I would have a few concerns like why is she not interacting on the school pick up but unless you've followed and listened maybe she waits till away from the hustle and bustle :shrug: I don't spend all my time in the same room as my DS nothing would get done if I did so I wouldn't be bothered by that.

Late fees however I would have an issue with she has bills to pay like the rest of us and probably relies on it OH works for himself and when clients don't pay after a warning he simplely suspends service it normally is enough to make people cough up but we still got our bills to pay and need to provide food and warmth for our family so yeah I understand why she would be pissed off

Also if you just let her terminate through non payment you may struggle to find anyone who will take the children on childminders usually have a huge network of child minding friends they meet up with during the days and words spreads a friend of mine has turned many people away over the years as they have a reputation on being bad payers as I said these people still have bills to pay them selves
 
I'm a self employed therapist which means families pay me directly for my services. I need that money to cover all my costs for the month and when a client doesn't pay on time it totally screws me over. I of course never take it out on the children but I am definitely gutted and I have indeed stopped working for clients when they haven't paid on time asI simply can't afford to make my services a charity.

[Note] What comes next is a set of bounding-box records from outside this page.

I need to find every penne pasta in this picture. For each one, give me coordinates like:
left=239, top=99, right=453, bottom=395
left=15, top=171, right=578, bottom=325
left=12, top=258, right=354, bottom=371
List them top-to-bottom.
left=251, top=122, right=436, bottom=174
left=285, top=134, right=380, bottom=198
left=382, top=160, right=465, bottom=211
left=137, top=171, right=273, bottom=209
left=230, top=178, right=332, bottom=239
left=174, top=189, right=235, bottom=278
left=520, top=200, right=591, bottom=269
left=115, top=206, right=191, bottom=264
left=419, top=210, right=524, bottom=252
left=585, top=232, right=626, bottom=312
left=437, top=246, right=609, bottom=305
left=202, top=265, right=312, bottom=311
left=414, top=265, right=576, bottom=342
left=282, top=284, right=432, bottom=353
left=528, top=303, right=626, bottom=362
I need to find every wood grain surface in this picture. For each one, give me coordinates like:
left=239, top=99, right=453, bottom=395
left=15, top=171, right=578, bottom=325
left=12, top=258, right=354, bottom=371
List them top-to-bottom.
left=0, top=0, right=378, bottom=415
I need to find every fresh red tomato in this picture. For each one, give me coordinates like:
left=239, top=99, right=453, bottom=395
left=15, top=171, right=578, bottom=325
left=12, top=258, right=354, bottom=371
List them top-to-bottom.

I agree with the others too, my son is in nursery and some months when the clients haven't paid I've sold prized possessions to pay for childcare. No way I'm going to annoy the people who care for my baby
 
I agree with the others about her being annoyed at the missed payments and rightly so.

You've missed two weeks of payments (essentially half a month) and still have not caught up on these, instead you are making your normal payments and then just paying off what you owe bit by bit (this is how I read it).

If I missed that portion of my wages I'd be furious.